In the midst of heated debates over farm subsidies and deficit reduction, Congress is currently considering a new farm crop insurance program. These programs could reduce government spending and waste, while guaranteeing incomes and protecting the agricultural industry.
Congress is currently in the midst of tense budget debates and has been charged with reducing the federal budget by nearly $2 trillion. At the top of the austerity hit list is farm spending. The congressional supercommittee, a bipartisan coalition of Democrats and Republicans, is already considering reducing farm spending by roughly $23 billion and is currently drafting a new Farm Bill that could remove direct subsidies and drastically alter crop insurance programs. The new insurance proposal represents an effort by farmers to limit the impact of federal austerity measures.

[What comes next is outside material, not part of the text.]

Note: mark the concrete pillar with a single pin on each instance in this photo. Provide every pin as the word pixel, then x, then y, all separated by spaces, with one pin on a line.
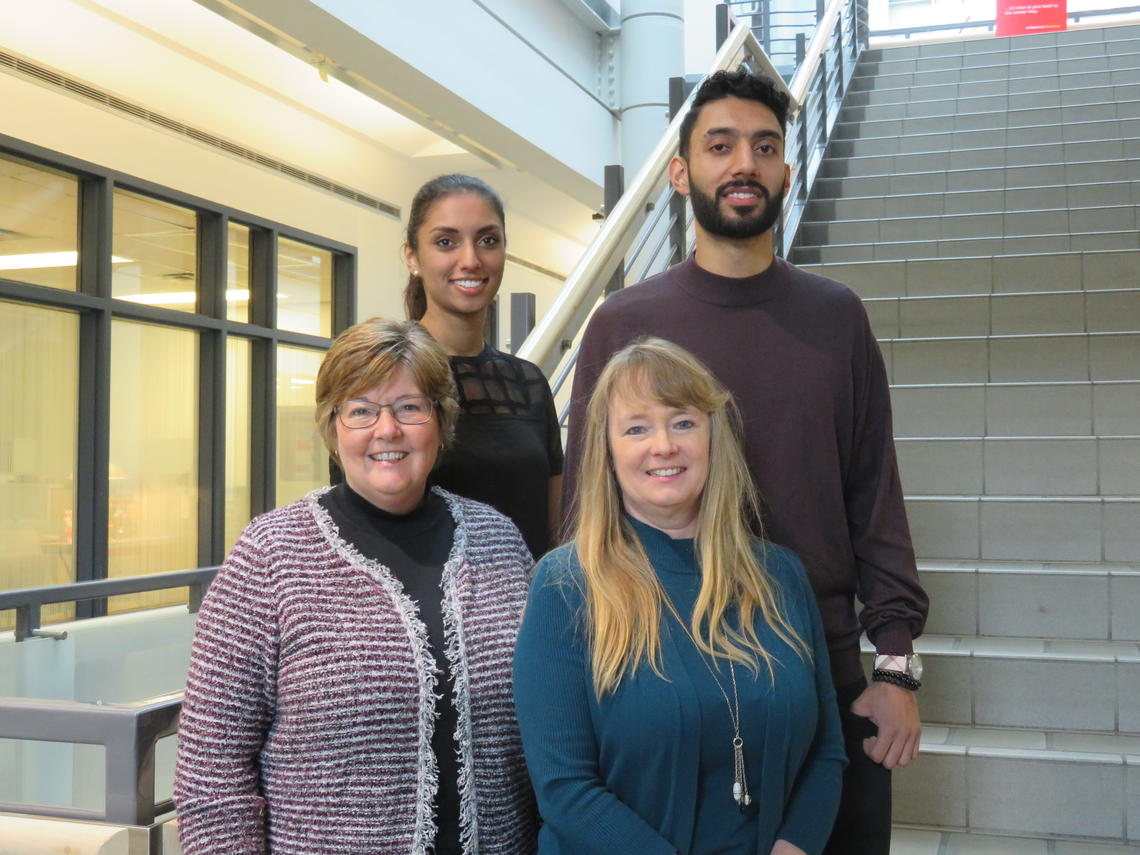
pixel 652 50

The proposed subsidy, a free insurance program, would kick in when crop prices drop below a certain level. This income insurance program would satisfy critics of direct payments who argue that expensive subsidies are wasteful in times of high crop prices.
However, this new proposal is not without critics. The planned program would kick in on top of paid insurance programs, essentially doubling farm payments. Some critics have argued that two insurance programs are wasteful, while others argue that the revenue threshold, currently planned at a 5 to 10 percent drop, is too low.
According to a report by the Environmental Working Group, an advocacy group that has long opposed farm subsidies, “The only rationale for a new federal revenue-guarantee program on top of existing revenue insurance programs is that it seems politically easier to defend than direct payments.”